Since they couldn't wait much longer without violating the 30-day
response requirement, Taubman responded to my discovery requests on February 1, 2002.
Well, "responded" may be too generous a term. Let's say that they sent
me a document that they said was in response to my discovery requests. And it's a good thing
that it was labeled as a response, otherwise I might not have been able to tell.
But don't take my word for it, you can follow these links to read
their "response" for yourself (in a separate window).

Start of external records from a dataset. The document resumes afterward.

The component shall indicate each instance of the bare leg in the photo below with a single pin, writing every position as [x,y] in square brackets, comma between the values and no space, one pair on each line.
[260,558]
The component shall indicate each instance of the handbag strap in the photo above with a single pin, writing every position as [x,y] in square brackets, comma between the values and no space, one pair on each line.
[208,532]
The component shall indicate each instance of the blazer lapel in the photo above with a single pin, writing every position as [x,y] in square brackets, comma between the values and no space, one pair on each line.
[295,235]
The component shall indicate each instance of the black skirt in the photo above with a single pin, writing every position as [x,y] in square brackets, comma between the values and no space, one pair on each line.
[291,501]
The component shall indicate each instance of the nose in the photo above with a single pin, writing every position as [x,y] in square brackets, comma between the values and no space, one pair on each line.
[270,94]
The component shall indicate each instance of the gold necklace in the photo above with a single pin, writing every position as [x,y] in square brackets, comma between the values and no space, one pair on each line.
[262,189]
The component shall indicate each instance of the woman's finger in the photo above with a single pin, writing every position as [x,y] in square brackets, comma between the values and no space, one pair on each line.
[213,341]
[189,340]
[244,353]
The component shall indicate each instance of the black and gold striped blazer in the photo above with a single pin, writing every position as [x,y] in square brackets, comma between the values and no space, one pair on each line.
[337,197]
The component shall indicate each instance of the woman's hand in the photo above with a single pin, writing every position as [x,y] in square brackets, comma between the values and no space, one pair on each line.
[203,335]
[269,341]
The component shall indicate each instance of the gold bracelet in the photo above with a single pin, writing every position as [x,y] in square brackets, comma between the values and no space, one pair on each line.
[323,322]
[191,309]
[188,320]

Responses to Interrogatories
Responses to Production Requests
A few observations:
Their "general objection" is that "No website (original or newer) are [sic] accessible at this
time; accordingly these responses are based on Plaintiff's ability to remember these facts." In other
words, they forced me to take my websites offline, and they might not be able to remember exactly
what those sites contained, so they might not be able to answer my questions very well (as much as
they'd like to). I guess they don't keep copies of documents that they submit to the court
because if they did, they could have referred to Exhibit C of their own first motion for an
injunction, which was a color printout of my entire ShopsAtWillowBend.com website. Must have slipped
In response to each question in which I asked them to respond separately for each of my
websites, they pretended that the question had six parts, cut-and-pasted the same non-response to each
of those six parts and then claimed that each "part" was a separate question, so I had asked
too many questions! (The legal limit is 25.) They used this fiction as an excuse to not even address
my last six questions.
Oh, and by the way, why did they divide the questions into six parts? After all, I asked them to
respond separately for each website but as they know, I had only two websites. Well, it seems
that they decided to answer separately for each of my domains, rather than for each of my
websites! As they are well aware, five of the domains pointed to one website and needless to
say, their responses for all five domains were identical.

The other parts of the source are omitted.